I waved a hand, indicating that she should proceed.
“Okay, so if our corpse wasn’t a townie, then she was either connected with the college, or she was a summer visitor, or something else. That would make it likely…” She emphasized the word and gave me a stern look. “Likely that she was not intimately connected with the Arkright family. They didn’t have anything to do with the college–“
“Who did they rent rooms to?”
“Okay, objection sustained.
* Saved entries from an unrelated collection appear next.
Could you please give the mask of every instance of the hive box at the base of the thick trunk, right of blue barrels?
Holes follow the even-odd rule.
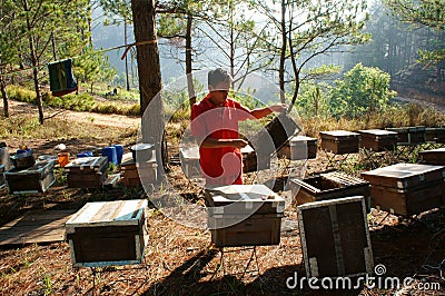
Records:
[[[135,186],[141,182],[151,184],[157,180],[158,176],[156,156],[147,161],[135,162],[131,152],[125,154],[122,156],[120,169],[122,171],[125,186]]]

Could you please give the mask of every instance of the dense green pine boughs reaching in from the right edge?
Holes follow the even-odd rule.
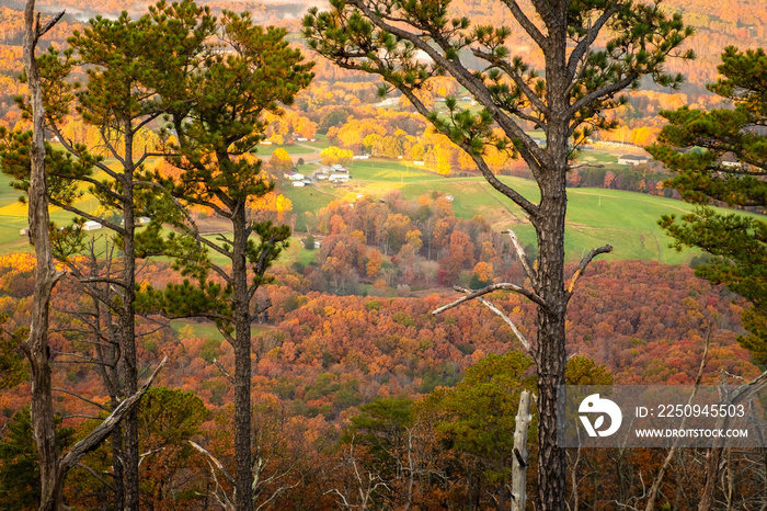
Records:
[[[719,66],[721,78],[708,86],[734,107],[710,112],[683,106],[661,112],[669,124],[649,148],[675,172],[669,185],[698,204],[679,223],[674,215],[660,224],[677,250],[698,247],[714,256],[696,275],[725,284],[747,298],[743,311],[747,336],[739,342],[767,365],[767,222],[756,216],[717,213],[726,204],[765,213],[767,208],[767,55],[764,49],[728,47]]]

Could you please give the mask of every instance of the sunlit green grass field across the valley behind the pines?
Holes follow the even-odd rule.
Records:
[[[604,164],[617,160],[617,157],[599,152],[589,152],[585,157]],[[458,217],[482,215],[493,228],[515,229],[525,243],[535,239],[533,227],[525,220],[522,209],[482,178],[444,178],[411,162],[376,159],[355,160],[348,169],[352,180],[344,185],[323,182],[318,185],[319,190],[314,186],[283,186],[282,193],[293,202],[298,232],[306,231],[306,213],[314,213],[333,200],[353,202],[359,195],[379,198],[400,190],[410,200],[433,191],[444,192],[453,195]],[[502,180],[531,201],[538,200],[535,182],[508,177]],[[32,250],[26,238],[19,236],[19,230],[26,227],[26,206],[16,201],[19,193],[8,186],[9,182],[7,177],[0,175],[0,254]],[[98,209],[90,195],[85,195],[80,205],[88,211]],[[669,249],[669,239],[657,227],[661,215],[691,211],[689,204],[680,201],[616,190],[570,189],[568,207],[565,250],[569,261],[580,260],[586,251],[605,243],[615,247],[609,256],[611,260],[643,259],[677,264],[699,253],[692,250],[679,253]],[[51,208],[51,219],[58,224],[68,224],[72,217],[68,212]],[[300,240],[295,239],[282,259],[306,263],[312,257],[313,252],[305,250]],[[214,256],[214,259],[219,258]],[[226,264],[220,259],[216,262]]]

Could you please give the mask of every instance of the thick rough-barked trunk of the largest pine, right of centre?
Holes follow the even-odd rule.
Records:
[[[549,27],[546,52],[547,98],[551,117],[547,126],[548,164],[538,178],[540,204],[534,222],[538,238],[537,294],[548,307],[538,307],[538,507],[543,511],[566,509],[565,456],[557,446],[557,395],[564,384],[566,362],[564,317],[568,293],[564,285],[564,218],[568,209],[566,172],[570,98],[566,91],[568,2],[560,2],[553,15],[562,18]],[[561,44],[557,44],[561,42]]]

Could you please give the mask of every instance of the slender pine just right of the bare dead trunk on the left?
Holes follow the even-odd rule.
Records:
[[[150,155],[146,147],[139,146],[142,138],[139,134],[165,110],[165,105],[158,101],[158,91],[161,87],[179,83],[180,76],[186,70],[185,61],[209,35],[211,19],[204,14],[207,14],[206,10],[184,1],[173,5],[160,2],[150,14],[138,20],[133,20],[125,12],[116,20],[99,16],[90,20],[82,32],[73,33],[68,39],[69,48],[59,52],[51,47],[36,59],[42,100],[38,107],[41,114],[42,107],[45,107],[45,127],[58,136],[66,149],[58,151],[50,146],[45,147],[46,200],[79,215],[80,223],[89,219],[102,224],[115,232],[116,243],[122,250],[119,275],[83,275],[76,265],[68,268],[84,285],[90,286],[94,296],[100,296],[104,307],[116,318],[114,338],[106,339],[106,343],[113,344],[123,367],[121,375],[113,375],[105,382],[111,389],[113,409],[140,391],[136,357],[135,274],[137,253],[145,249],[137,248],[136,217],[145,213],[140,195],[146,182],[141,182],[140,178]],[[167,23],[168,18],[175,19],[178,23]],[[70,79],[76,66],[87,67],[88,81],[84,87]],[[24,76],[31,83],[34,78],[30,71]],[[34,101],[22,98],[19,103],[26,115],[34,114]],[[87,140],[90,147],[64,136],[66,118],[75,112],[89,126],[89,134],[98,138]],[[43,137],[43,125],[39,130]],[[3,138],[7,141],[3,171],[16,180],[16,188],[30,194],[32,204],[31,183],[34,178],[31,179],[31,175],[34,173],[31,174],[31,168],[34,167],[26,155],[27,148],[36,143],[32,134],[26,133],[5,134]],[[117,166],[106,164],[103,154],[115,158]],[[103,172],[106,178],[96,179],[95,172]],[[114,213],[113,218],[122,218],[122,223],[83,209],[77,200],[82,196],[81,189],[85,186],[91,189],[101,206]],[[47,203],[45,209],[46,220],[39,225],[47,226]],[[47,235],[48,229],[45,231]],[[85,248],[82,231],[77,228],[65,229],[62,234],[51,230],[51,234],[58,238],[54,239],[53,248],[65,248],[55,256],[65,262],[68,256]],[[36,247],[42,247],[42,243],[37,242]],[[50,266],[53,269],[53,262]],[[96,288],[99,284],[107,284],[104,285],[104,289]],[[135,412],[128,411],[125,429],[124,451],[119,447],[119,441],[113,442],[115,507],[137,510],[139,453]],[[115,434],[119,436],[118,429]]]

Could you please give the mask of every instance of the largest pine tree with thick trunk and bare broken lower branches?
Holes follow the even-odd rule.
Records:
[[[611,250],[605,246],[588,252],[568,282],[563,266],[570,144],[584,140],[591,128],[616,127],[603,113],[625,104],[619,93],[638,87],[643,77],[662,86],[680,83],[680,76],[665,73],[663,67],[668,57],[692,57],[679,50],[692,30],[678,14],[666,14],[660,2],[531,0],[527,9],[516,0],[504,0],[519,29],[542,53],[545,72],[540,73],[505,46],[512,29],[471,27],[468,18],[450,15],[449,0],[330,3],[329,11],[312,9],[305,18],[309,45],[342,68],[379,75],[387,82],[384,93],[393,88],[401,91],[417,112],[472,157],[488,182],[518,205],[535,227],[537,265],[515,243],[531,288],[511,283],[488,286],[451,305],[499,288],[520,293],[537,305],[537,342],[535,347],[526,343],[538,372],[537,506],[564,509],[564,452],[557,446],[564,317],[573,286],[588,262]],[[461,110],[455,98],[447,99],[446,115],[424,102],[430,80],[445,73],[477,100],[479,113]],[[546,133],[545,148],[526,133],[529,127]],[[537,203],[493,174],[490,152],[485,152],[489,146],[525,160],[540,190]]]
They rented rooms, when I lived here, to students, once Nate and Barbara went to college. But not in the summer, because the ‘kids’ (if we can call them that) were home then.”
“So, as soon as Nate and Barbara went away to college, their parents rented out their rooms, during the school year.”
“Exactly. And the word around the campus was that it was not a great place to live. They — the Arkrights — liked tenants who were quiet, well-behaved, and willing and able to pay rent that was higher than market rate. Mostly nobody stayed there longer than a single semester.”
She anticipated my next question. “Why did they rent out the rooms? The story was that they needed the money.” She looked at me. “What’s on your mind?”
I shrugged. “Just idly wondering how the family is fixed. Probably not relevant.”
She nodded slowly. “Probably not. Could be worth knowing about, though. As you say, we need to know a lot more than we do now.” She looked around. “Please get me the newspapers, from the blue suitcase. I’m sure everything isn’t in there, in the newspapers, but a lot probably is, and I do have questions…”
I woke up and blinked — the room was so full of smoke that some people, people who haven’t lived with my employer, might have jumped to the conclusion that the building was on fire. I knew better, and quickly got up to open a window a little.
I turned and regarded the limp form of the great detective. Still dressed in her nightgown and robe, still wearing her glasses, she was stretched out across the bed, lying on top of the covers, surrounded by the back issues of the Claremont Crier that we’d brought with us, and the new issue she’d bought the day before.
Looking at her, I thought about what I was learning on this case.
I had always assumed that she’d been exaggerating, at least a little, when she’d told me about her exploits as a small-town amateur detective, but it was looking like she’d been telling me the literal truth.
Then, turning to reach for the light switch, I saw that there was an envelope stuck under our door. I picked it up and opened it.
Inside, there was a clipping from a supermarket tabloid, about a young, wild debutante named Marvel Phillips. She had been a feature in the more sensational press for some time.
There was a small note clipped to it, on notepaper which said “Sheriff’s Department” at the top, and the note, signed “Rhonda,” said: “The coroner found out who our corpse is. Please come see me in the morning.”